Acque agitate sulla Sea Watch. L’Ue se ne lava le mani e Salvini resta sulla sua posizione: “Ci pensino Olanda e Germania”. Intanto la nave è da 12 giorni bloccata in mare

Da 12 giorni bloccata in mare senza che si sia giunti a una benché minima soluzione. Al largo di Lampedusa con a bordo 43 migranti, la Sea Watch 3 si è rivolta stamattina alla Corte di Strasburgo per chiedere “misure provvisorie” che consentano lo sbarco dei migranti in Italia. La Commissione europea stessa è intervenuta chiedendo agli Stati di “trovare una soluzione” e Matteo Salvini ha ribadito che il porto dell’isola rimane chiuso, invitando Germania e Olanda a farsi carico delle persone a bordo.

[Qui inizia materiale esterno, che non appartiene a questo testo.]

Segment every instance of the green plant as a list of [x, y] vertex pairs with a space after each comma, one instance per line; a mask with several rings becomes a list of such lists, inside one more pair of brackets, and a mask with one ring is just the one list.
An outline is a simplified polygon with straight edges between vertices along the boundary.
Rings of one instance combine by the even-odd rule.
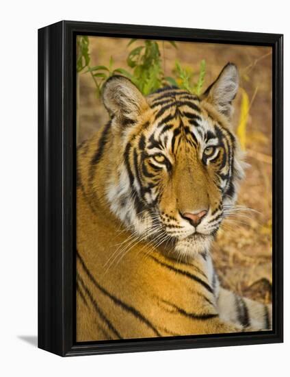
[[[131, 39], [128, 47], [137, 40], [137, 39]], [[169, 41], [169, 43], [177, 49], [175, 42]], [[194, 77], [197, 73], [194, 74], [189, 69], [183, 68], [178, 61], [176, 62], [175, 69], [172, 71], [172, 75], [175, 77], [165, 77], [162, 62], [163, 62], [165, 64], [166, 57], [164, 53], [163, 56], [161, 56], [159, 42], [155, 40], [145, 40], [143, 45], [134, 47], [129, 51], [127, 64], [131, 71], [123, 68], [113, 69], [114, 60], [111, 56], [107, 66], [105, 65], [90, 66], [88, 37], [79, 37], [77, 47], [77, 71], [80, 73], [87, 68], [85, 72], [91, 75], [98, 96], [100, 95], [102, 86], [106, 80], [116, 74], [121, 74], [129, 78], [144, 95], [148, 95], [166, 85], [177, 86], [197, 95], [201, 94], [205, 76], [205, 61], [202, 60], [200, 62], [196, 82], [194, 82]]]

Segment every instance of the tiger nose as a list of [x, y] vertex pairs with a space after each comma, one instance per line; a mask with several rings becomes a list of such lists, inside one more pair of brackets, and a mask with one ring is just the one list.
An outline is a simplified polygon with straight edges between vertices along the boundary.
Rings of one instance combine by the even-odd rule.
[[183, 217], [188, 220], [194, 226], [198, 226], [207, 213], [207, 210], [202, 210], [198, 213], [190, 213], [189, 212], [185, 212], [183, 214]]

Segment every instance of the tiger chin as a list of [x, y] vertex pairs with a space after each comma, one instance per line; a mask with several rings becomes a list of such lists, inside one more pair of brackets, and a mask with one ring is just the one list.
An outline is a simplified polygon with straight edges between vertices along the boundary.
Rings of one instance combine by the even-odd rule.
[[221, 287], [210, 253], [243, 177], [238, 87], [231, 63], [200, 97], [105, 84], [110, 121], [78, 148], [78, 341], [272, 328], [272, 306]]

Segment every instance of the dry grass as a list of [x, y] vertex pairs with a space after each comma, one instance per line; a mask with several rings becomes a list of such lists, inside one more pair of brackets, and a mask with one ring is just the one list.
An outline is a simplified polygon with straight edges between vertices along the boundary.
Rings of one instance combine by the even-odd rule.
[[[127, 68], [128, 40], [90, 38], [92, 65], [107, 65], [113, 56], [115, 68]], [[272, 51], [269, 47], [178, 42], [178, 49], [160, 42], [164, 53], [166, 75], [171, 74], [176, 58], [198, 72], [205, 59], [205, 87], [228, 62], [235, 63], [241, 86], [248, 96], [250, 110], [246, 132], [246, 161], [250, 165], [238, 204], [255, 210], [233, 216], [219, 231], [213, 256], [226, 287], [243, 295], [269, 302], [272, 300]], [[96, 97], [89, 75], [78, 77], [79, 142], [107, 119]], [[233, 126], [240, 118], [241, 90], [235, 105]]]

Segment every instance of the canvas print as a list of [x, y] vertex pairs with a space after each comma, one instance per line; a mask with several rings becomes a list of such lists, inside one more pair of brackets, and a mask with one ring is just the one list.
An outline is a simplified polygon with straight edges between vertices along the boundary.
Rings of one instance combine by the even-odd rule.
[[272, 48], [76, 44], [77, 341], [271, 330]]

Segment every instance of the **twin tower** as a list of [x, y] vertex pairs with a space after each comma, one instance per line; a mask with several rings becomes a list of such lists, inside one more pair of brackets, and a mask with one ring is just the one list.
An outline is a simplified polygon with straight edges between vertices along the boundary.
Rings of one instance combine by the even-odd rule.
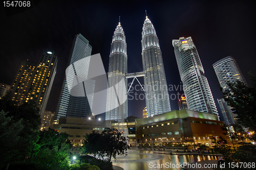
[[125, 36], [120, 22], [114, 32], [109, 60], [106, 120], [123, 119], [127, 117], [127, 79], [133, 78], [134, 80], [137, 77], [144, 77], [147, 116], [170, 111], [158, 38], [147, 16], [141, 34], [143, 71], [127, 74]]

A diffondere notizia è stata la stessa Corte europea dei diritti dell’uomo di Strasburgo, che precisa di aver rivolto una serie di domande sia alla ong che al governo italiano. Entrambi dovranno rispondere entro oggi. Nel frattempo a intervenire è stata pure la solerte Commissione di Jean-Claude Juncker che ha lanciato l’ennesimo appello agli Stati dell’Ue: “Pur apprezzando il fatto che l’Italia abbia proceduto all’evacuazione di un numero di persone dalla Sea Watch 3 per ragioni mediche”, la Commissione europea appello “agli Stati membri” per trovare “una soluzione per le persone che sono rimaste a bordo”. Lo ha fatto sapere una portavoce parlando di “imperativo umanitario” e ribadendo che l’esecutivo comunitario “continuerà a fare tutto il possibile, nell’ambito delle nostre competenze, per sostenere e coordinare eventuali sforzi di solidarietà“.

Nonostante i continui appelli, però, Salvini resta sulla sua posizione: “L’Unione Europea vuole risolvere il problema Sea Watch? – domanda su Twitter il ministro dell’Interno – Facile. Nave olandese, ong tedesca: metà immigrati ad Amsterdam, l’altra metà a Berlino. E sequestro della nave pirata. Punto”.

In mattinata a dar uo schiaffo al ministro dell’Interno ci ha pensato la diocesi di Torino che “si è detta disponibile ad accogliere le 43 persone che sono a bordo della Sea Watch al largo di Lampedusa, senza oneri per lo Stato, perché al più presto si possa risolvere una situazione grave e ingiusta“, ha spiegato l’arcivescovo di Torino, Cesare Nosiglia, al termine della messa per San Giovanni, patrono del capoluogo piemontese. “Siamo pronti. Se il governo e il ministro sono d’accordo li andiamo a prendere e li portiamo su, ma credo sia una disponibilità che potrebbe essere accolta per trovare uno sbocco a questa situazione”, ha concluso Nosiglia. “E’ un appello molto significativo, un modo anche per scuotere le coscienze di tutti”, ha commentato la sindaca di Torino, Chiara Appendino.